Opponents of transgender ideology buoyed by support from Pope Francis
By Kelly Thomas | August 25, 2016, 6:13 EST
BOGOTA – Emboldened by Pope Francis’ strong critique of “gender theory,” Cardinal Rubén Salazar Gómez of Colombia is successfully challenging his country’s embrace of the transgender movement, according to a recent report by Crux, an online Catholic news outlet.
Salazar, who has served as the Archbishop of Bogota since 2010, recently launched a successful campaign to stop the Colombian government from adopting revisions to student textbooks and teachers’ manuals that endorsed the notion that individuals can choose to be either male or female.
The proposed revisions were drafted by the United Nations and, according to Crux, discussed in “graphic detail” issues related to gender identity, sexual orientation, and LGBT parenting.
Earlier this month, a Bogota rally organized by Salazar drew thousands in protest of the UN proposed changes and “in defense of the family.” Explaining his opposition to the UN educational documents, Salazar told a local Bogota paper that the Catholic Church is supportive of text books that promote respect and tolerance, but it opposes inclusion of reference to gender identity “not in the name of faith, but of the human person.”
Shortly after the August 10 rally, Colombian President Juan Miguel Santos announced that the new text-books would be altered to exclude any endorsement of “gender ideology.”
In rallying the faithful to challenge transgenderism, Cardinal Salazar seems to have taken his lead from Pope Francis himself.
In 2015, Francis released an encyclical entitled “Laudato Si” (Praise to You) on the subject of “the environment and human ecology.” Media coverage of the encyclical focused on the Pope’s comments about climate change and his admonition to care for God’s creation. But that same encyclical also linked respect for the earth to respect for another part of God’s creation — the human body — and strongly condemned the idea that people can (or should try to) alter biological sex.
“The acceptance of our bodies as God’s gift is vital for welcoming and accepting the entire world as a gift from the Father and our common home,” the Pope wrote.
“Our bod[ies],” the Pope continued, “establish us in a direct relationship with the environment and with other living beings” and the acceptance of one’s body “is an essential element of any genuine human ecology.”
This past July, in a private meeting with local bishops in Poland, Francis, who is known for his merciful and pastoral approach to issues of sexual morality, called on the Catholic leaders to challenge the notion that gender is separate from biological sex and to reject the ideology that humans can identify along a male-female “spectrum.”
Francis has been clear that Catholicism calls adherents to respect all human beings and to treat LGBTQ persons with dignity, but he has nevertheless described transgenderism as an “error of the human mind.”

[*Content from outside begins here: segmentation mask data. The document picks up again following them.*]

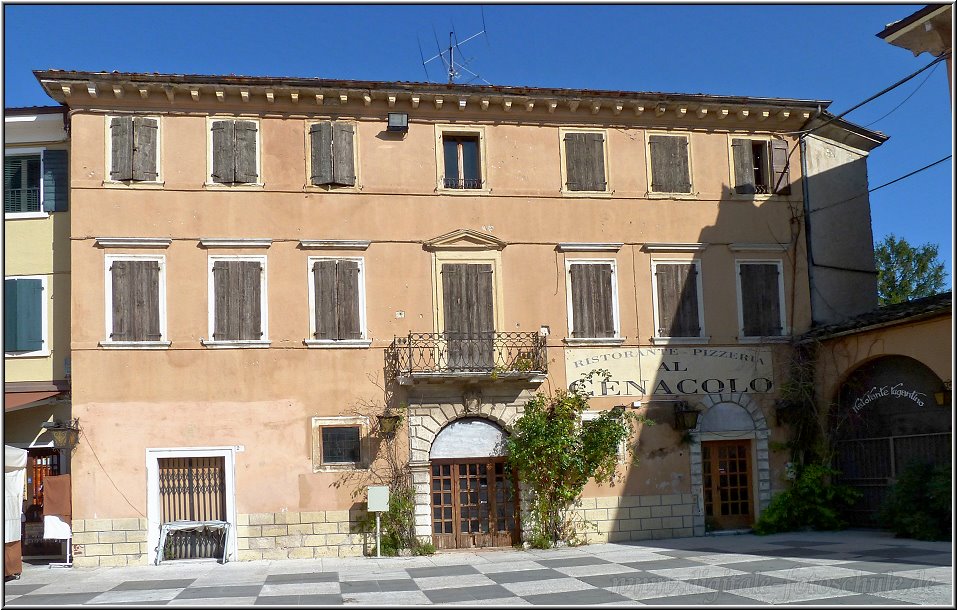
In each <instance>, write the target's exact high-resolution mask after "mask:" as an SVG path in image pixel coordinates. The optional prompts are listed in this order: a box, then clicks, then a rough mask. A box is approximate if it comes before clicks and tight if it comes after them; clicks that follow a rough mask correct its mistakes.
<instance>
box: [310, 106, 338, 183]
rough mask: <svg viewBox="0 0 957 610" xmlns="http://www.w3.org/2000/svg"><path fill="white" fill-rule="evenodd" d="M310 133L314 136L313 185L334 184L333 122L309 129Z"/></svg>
mask: <svg viewBox="0 0 957 610" xmlns="http://www.w3.org/2000/svg"><path fill="white" fill-rule="evenodd" d="M309 133H310V134H311V135H312V176H311V178H312V184H314V185H316V186H321V185H325V184H332V182H333V161H332V154H333V151H332V144H333V134H332V122H331V121H323V122H321V123H317V124H315V125H313V126H312V127H310V128H309Z"/></svg>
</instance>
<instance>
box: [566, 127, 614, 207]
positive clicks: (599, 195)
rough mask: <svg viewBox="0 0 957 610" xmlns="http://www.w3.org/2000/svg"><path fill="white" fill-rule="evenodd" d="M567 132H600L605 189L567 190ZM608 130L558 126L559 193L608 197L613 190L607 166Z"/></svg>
mask: <svg viewBox="0 0 957 610" xmlns="http://www.w3.org/2000/svg"><path fill="white" fill-rule="evenodd" d="M567 133H600V134H601V136H602V147H601V150H602V154H603V155H604V156H605V159H604V167H605V190H603V191H570V190H568V184H567V181H568V163H567V162H566V160H565V134H567ZM609 144H610V143H609V141H608V130H607V129H599V128H590V127H559V128H558V154H559V159H560V163H561V176H562V177H561V180H562V182H561V185H560V186H561V193H562V195H564V196H566V197H595V196H607V197H610V196H611V194H612V193H613V192H614V191H613V190H612V188H611V168H610V167H609V166H608V157H609V155H608V147H609Z"/></svg>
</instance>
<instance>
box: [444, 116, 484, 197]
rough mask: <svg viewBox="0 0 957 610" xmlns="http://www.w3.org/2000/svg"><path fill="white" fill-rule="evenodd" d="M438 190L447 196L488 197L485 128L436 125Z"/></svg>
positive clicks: (463, 126)
mask: <svg viewBox="0 0 957 610" xmlns="http://www.w3.org/2000/svg"><path fill="white" fill-rule="evenodd" d="M435 153H436V168H437V169H438V185H437V188H438V190H441V191H444V192H449V193H462V194H473V195H474V194H475V193H477V192H478V193H488V192H489V185H488V179H487V174H486V156H485V128H484V127H482V126H474V127H473V126H463V125H436V127H435Z"/></svg>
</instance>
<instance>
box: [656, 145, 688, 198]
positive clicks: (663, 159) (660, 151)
mask: <svg viewBox="0 0 957 610" xmlns="http://www.w3.org/2000/svg"><path fill="white" fill-rule="evenodd" d="M690 142H691V134H688V133H676V132H668V133H655V132H649V133H648V154H647V159H648V161H647V163H648V177H649V182H648V187H649V188H648V193H649V195H651V194H655V193H659V194H667V195H692V194H693V193H692V179H691V177H692V171H691V153H690V148H691V146H690Z"/></svg>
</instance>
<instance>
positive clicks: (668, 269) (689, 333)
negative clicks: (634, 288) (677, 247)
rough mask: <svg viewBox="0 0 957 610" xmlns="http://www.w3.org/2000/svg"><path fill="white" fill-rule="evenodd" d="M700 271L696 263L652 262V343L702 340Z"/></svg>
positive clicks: (701, 310)
mask: <svg viewBox="0 0 957 610" xmlns="http://www.w3.org/2000/svg"><path fill="white" fill-rule="evenodd" d="M700 271H701V269H700V263H699V261H697V260H691V261H652V282H653V283H654V287H653V288H654V290H653V292H652V294H653V298H654V309H655V336H654V337H653V342H654V341H655V340H662V341H661V342H674V343H680V342H691V343H698V342H700V339H701V338H703V337H704V322H703V320H704V310H703V307H702V300H701V272H700Z"/></svg>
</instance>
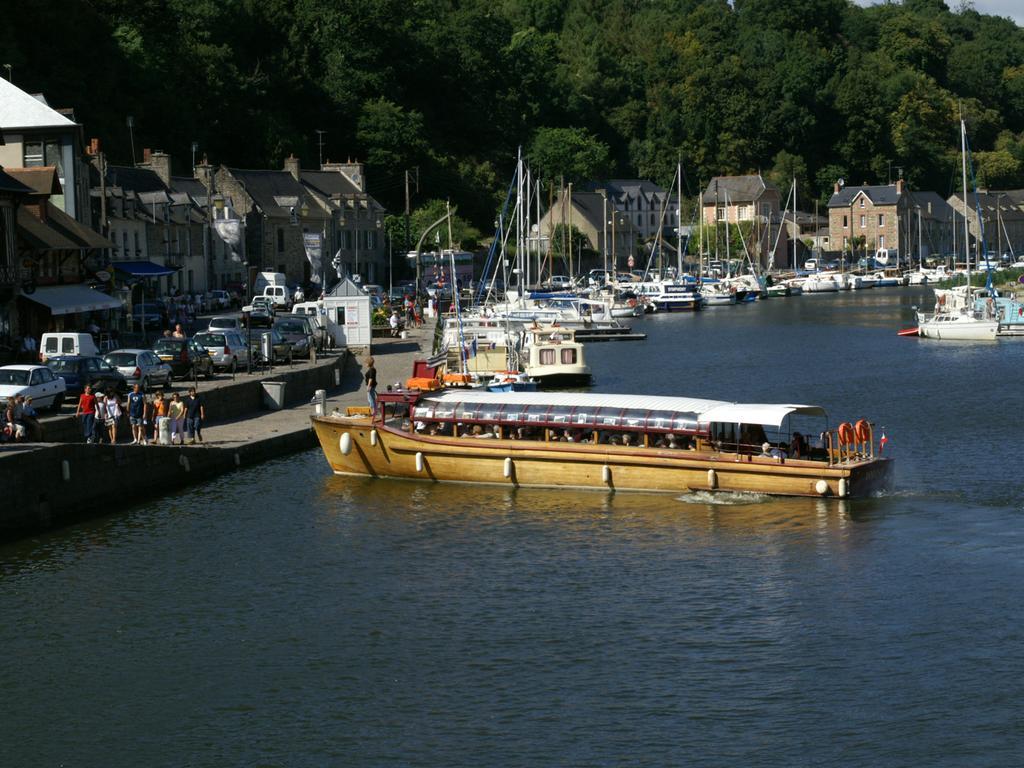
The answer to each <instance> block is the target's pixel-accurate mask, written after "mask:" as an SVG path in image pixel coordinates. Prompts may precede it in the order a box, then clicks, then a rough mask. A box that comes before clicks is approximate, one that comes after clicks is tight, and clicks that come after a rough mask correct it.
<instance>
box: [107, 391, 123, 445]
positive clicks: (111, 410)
mask: <svg viewBox="0 0 1024 768" xmlns="http://www.w3.org/2000/svg"><path fill="white" fill-rule="evenodd" d="M120 421H121V402H120V401H119V400H118V393H117V392H112V393H111V394H109V395H108V396H106V427H108V429H110V430H111V444H112V445H114V444H116V443H117V441H118V422H120Z"/></svg>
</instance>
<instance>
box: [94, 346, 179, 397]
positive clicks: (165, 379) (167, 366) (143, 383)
mask: <svg viewBox="0 0 1024 768" xmlns="http://www.w3.org/2000/svg"><path fill="white" fill-rule="evenodd" d="M103 359H104V360H106V362H108V364H109V365H111V366H114V368H116V369H117V370H118V371H120V372H121V373H122V374H124V377H125V381H126V382H127V384H128V386H129V387H132V386H134V385H135V384H139V385H141V387H142V391H148V390H150V387H152V386H155V385H159V384H162V385H164V386H167V387H169V386H170V385H171V367H170V366H168V365H167V364H166V362H164V361H163V360H162V359H160V357H158V356H157V354H156V352H154V351H153V350H152V349H115V350H114V351H113V352H108V353H106V354H104V355H103Z"/></svg>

Pope Francis has used the term “ideological colonization” to condemn larger wealthier countries for exerting economic and political pressure on developing countries to adopt a liberal moral agenda.
“Why are they teaching [gender identity theory in school]?” Pope Francis asked earlier this year. “Because the books are provided by the persons and institutions that give [poor countries] money. These forms of ideological colonization are also supported by influential countries. And this [is] terrible!”
The Pope speaks from experience. In Argentina, where the Pope grew up and served as pastor for many years, sex change operations are government-funded and available to children without parental consent, and a person may legally change his gender with a simple verbal communication, without any medical evidence of gender dysphoria or prior medical treatment.
Francis has sharply criticized the current culture, which he says cultivates sexual confusion in young children, leading them to believe that they can change their Creator’s will at whim.
Pope Francis’ words came as a disappointment to those who had hoped his papacy would signal a radical change in Church teachings. Marianne Duddy-Burke, the director of DignityUSA, an organization of LGBT Catholics, said that Pope Francis revealed a “lamentable and dangerous ignorance” of the topic.
But to Cardinal Salazar in Colombia, Francis’ words were received as a sign of support.
“Pope Francis has been very clear,” Salazar said. “[W]ho are we to judge? The Church doesn’t judge, nor condemn, nor exclude anyone. We don’t support discrimination.” But, he continued, “we reject the implementation of gender ideology in the Colombian education, because it’s a destructive ideology, [it] destroys the human being, taking away its fundamental principle of the complementary relationship between man and woman.”